In order to justify the effort of selecting individual stocks, it’s worth striving to beat the returns from a market index fund. But in any portfolio, there will be mixed results between individual stocks. At this point some shareholders may be questioning their investment in Federal Realty Investment Trust (NYSE:FRT), since the last five years saw the share price fall 12%. There was little comfort for shareholders in the last week as the price declined a further 1.7%.

View our latest analysis for Federal Realty Investment Trust

To paraphrase Benjamin Graham: Over the short term the market is a voting machine, but over the long term it’s a weighing machine. One way to examine how market sentiment has changed over time is to look at the interaction between a company’s share price and its earnings per share (EPS).

While the share price declined over five years, Federal Realty Investment Trust actually managed to increase EPS by an average of 7.7% per year. So it doesn’t seem like EPS is a great guide to understanding how the market is valuing the stock.
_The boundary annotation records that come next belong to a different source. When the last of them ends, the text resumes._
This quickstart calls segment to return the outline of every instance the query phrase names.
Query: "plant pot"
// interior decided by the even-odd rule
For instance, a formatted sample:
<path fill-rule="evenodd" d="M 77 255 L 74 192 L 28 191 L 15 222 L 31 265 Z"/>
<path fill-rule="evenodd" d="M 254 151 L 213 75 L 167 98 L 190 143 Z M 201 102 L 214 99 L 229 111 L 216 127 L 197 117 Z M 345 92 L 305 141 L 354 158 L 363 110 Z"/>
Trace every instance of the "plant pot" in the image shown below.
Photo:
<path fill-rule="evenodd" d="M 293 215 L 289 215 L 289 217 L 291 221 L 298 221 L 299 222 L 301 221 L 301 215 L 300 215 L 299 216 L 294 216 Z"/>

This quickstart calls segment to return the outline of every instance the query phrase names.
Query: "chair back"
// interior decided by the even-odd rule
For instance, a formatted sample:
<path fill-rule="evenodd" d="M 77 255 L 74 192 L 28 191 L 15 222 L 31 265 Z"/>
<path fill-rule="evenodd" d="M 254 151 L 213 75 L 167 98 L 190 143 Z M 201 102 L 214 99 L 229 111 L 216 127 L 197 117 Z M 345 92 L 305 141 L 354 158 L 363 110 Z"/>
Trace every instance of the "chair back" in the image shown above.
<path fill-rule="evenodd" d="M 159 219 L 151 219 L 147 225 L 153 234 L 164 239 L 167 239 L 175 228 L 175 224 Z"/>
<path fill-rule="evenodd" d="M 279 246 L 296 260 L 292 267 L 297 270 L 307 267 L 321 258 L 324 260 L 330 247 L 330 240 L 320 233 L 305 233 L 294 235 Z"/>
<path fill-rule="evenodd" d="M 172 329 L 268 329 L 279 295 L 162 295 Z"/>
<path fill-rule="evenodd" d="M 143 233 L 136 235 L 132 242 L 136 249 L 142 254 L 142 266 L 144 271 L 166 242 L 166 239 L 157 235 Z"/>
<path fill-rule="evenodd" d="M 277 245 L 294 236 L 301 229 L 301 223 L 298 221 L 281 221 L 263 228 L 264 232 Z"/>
Alternatively, growth expectations may have been unreasonable in the past.

Generally speaking we’d expect to see stronger share price increases on the back of sustained EPS growth, but other metrics may hold a clue to why the share price performance is relatively modest.

Revenue is actually up 6.6% over the time period. So it seems one might have to take closer look at the fundamentals to understand why the share price languishes. After all, there may be an opportunity.

The company’s revenue and earnings (over time) are depicted in the image below (click to see the exact numbers).

NYSE:FRT Income Statement, February 4th 2020
NYSE:FRT Income Statement, February 4th 2020

Balance sheet strength is crucial. It might be well worthwhile taking a look at our free report on how its financial position has changed over time.

What About Dividends?

When looking at investment returns, it is important to consider the difference between total shareholder return (TSR) and share price return. The TSR incorporates the value of any spin-offs or discounted capital raisings, along with any dividends, based on the assumption that the dividends are reinvested. So for companies that pay a generous dividend, the TSR is often a lot higher than the share price return. In the case of Federal Realty Investment Trust, it has a TSR of 2.5% for the last 5 years. That exceeds its share price return that we previously mentioned. This is largely a result of its dividend payments!

A Different Perspective

Investors in Federal Realty Investment Trust had a tough year, with a total loss of 3.9% (including dividends) , against a market gain of about 20%. However, keep in mind that even the best stocks will sometimes underperform the market over a twelve month period. On the bright side, long term shareholders have made money, with a gain of 0.5% per year over half a decade. If the fundamental data continues to indicate long term sustainable growth, the current sell-off could be an opportunity worth considering. Keeping this in mind, a solid next step might be to take a look at Federal Realty Investment Trust’s dividend track record. This free interactive graph is a great place to start.

We will like Federal Realty Investment Trust better if we see some big insider buys. While we wait, check out this free list of growing companies with considerable, recent, insider buying.

Please note, the market returns quoted in this article reflect the market weighted average returns of stocks that currently trade on US exchanges.

If you spot an error that warrants correction, please contact the editor at editorial-team@simplywallst.com. This article by Simply Wall St is general in nature. It does not constitute a recommendation to buy or sell any stock, and does not take account of your objectives, or your financial situation. Simply Wall St has no position in the stocks mentioned.

We aim to bring you long-term focused research analysis driven by fundamental data. Note that our analysis may not factor in the latest price-sensitive company announcements or qualitative material. Thank you for reading.